Microsoft published an article yesterday about DLL Preloading on TechNet.

The basic premise behind a DLL Preloading attack is simple: unless you explicitly set the paths to your DLL files they might be loaded from the current directory. That current directory might contain a file called “xyz.dll” which will then get included into your process instead of your original “xyz.dll” file from your installation directory.

This is a class of vulnerabilities that affects a wide range of applications, but the severity of these have so far been considered local and low impact.

It seems that Microsoft have been made aware of a remote attack vector that allows you to exploit DLL Preloading from a webpage.

The TechNet article does not mention what that attack vector is, so for the sake of debate I will highlight the most logical steps you will need to perform to remotely exploit DLL Preloading without any user interaction other than visiting a website :)

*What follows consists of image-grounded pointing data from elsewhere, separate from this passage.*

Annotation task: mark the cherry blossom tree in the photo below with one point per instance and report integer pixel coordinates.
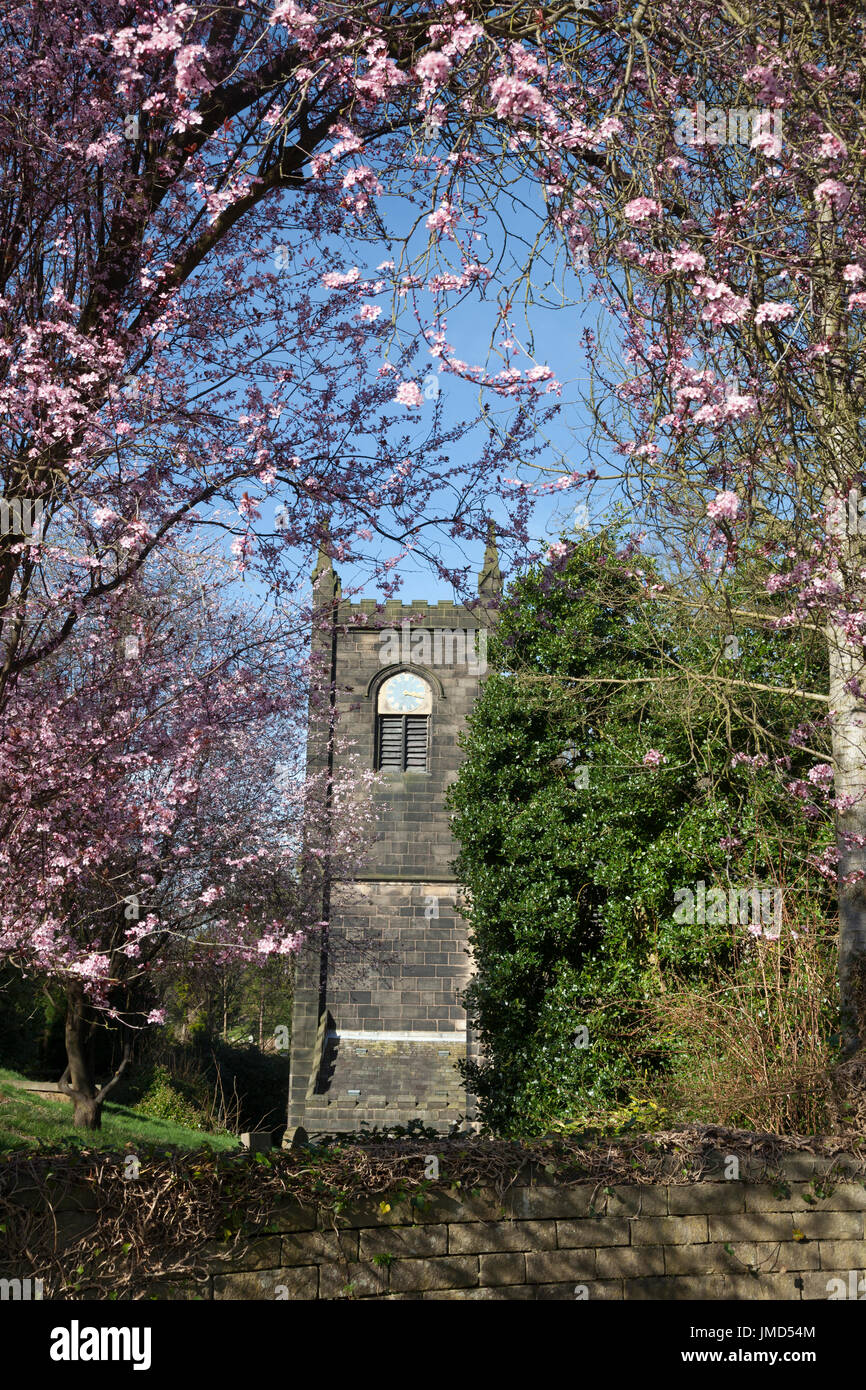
(150, 808)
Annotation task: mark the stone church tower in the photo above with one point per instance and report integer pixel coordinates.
(377, 1026)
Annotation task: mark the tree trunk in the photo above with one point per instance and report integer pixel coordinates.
(77, 1080)
(848, 727)
(88, 1111)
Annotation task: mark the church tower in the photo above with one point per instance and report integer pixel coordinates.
(377, 1029)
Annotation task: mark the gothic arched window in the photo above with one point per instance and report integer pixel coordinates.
(402, 719)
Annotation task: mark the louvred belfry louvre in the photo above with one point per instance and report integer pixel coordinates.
(403, 741)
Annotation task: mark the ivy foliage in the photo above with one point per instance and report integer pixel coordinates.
(573, 847)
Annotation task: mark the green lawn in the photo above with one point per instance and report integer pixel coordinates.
(31, 1122)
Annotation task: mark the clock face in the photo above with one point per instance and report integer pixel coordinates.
(405, 694)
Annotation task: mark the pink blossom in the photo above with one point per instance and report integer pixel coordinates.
(773, 313)
(515, 99)
(335, 281)
(433, 68)
(820, 774)
(687, 260)
(830, 191)
(830, 146)
(444, 216)
(189, 75)
(409, 394)
(641, 209)
(654, 758)
(724, 506)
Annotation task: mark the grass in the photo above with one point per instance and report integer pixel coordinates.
(31, 1122)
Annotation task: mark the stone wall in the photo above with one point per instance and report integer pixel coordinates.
(716, 1239)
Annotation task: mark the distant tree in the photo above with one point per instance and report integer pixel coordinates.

  1. Get user to visit malicious website
  2. Malsite contains an IFRAME pointing to an SMB/WebDav share
  3. The share contains a non-malicious file which can be automatically opened without warnings, such as an .JPG or .DOCX file, as well as a malicious file called “xyz.dll”
  4. The non-malicious file is then automatically opened through clickjacking
  5. The local process responsible for handling the non-malicious file, such as word.exe, is launched and starts looking for its DLL dependencies, such as “xyz.dll”
  6. The current working directory is set to the malicious share because the non-malicious file was opened from here
  7. Unless explicitly handled by the local process, “xyz.dll” will be included from the current working directory, the malicious share, the contents of which is controlled by the attacker

The only reason I am not giving this post the title of 0-day is because this has been known for some time and I have not bundled this as an exploit for you – I am on my way to work right now :)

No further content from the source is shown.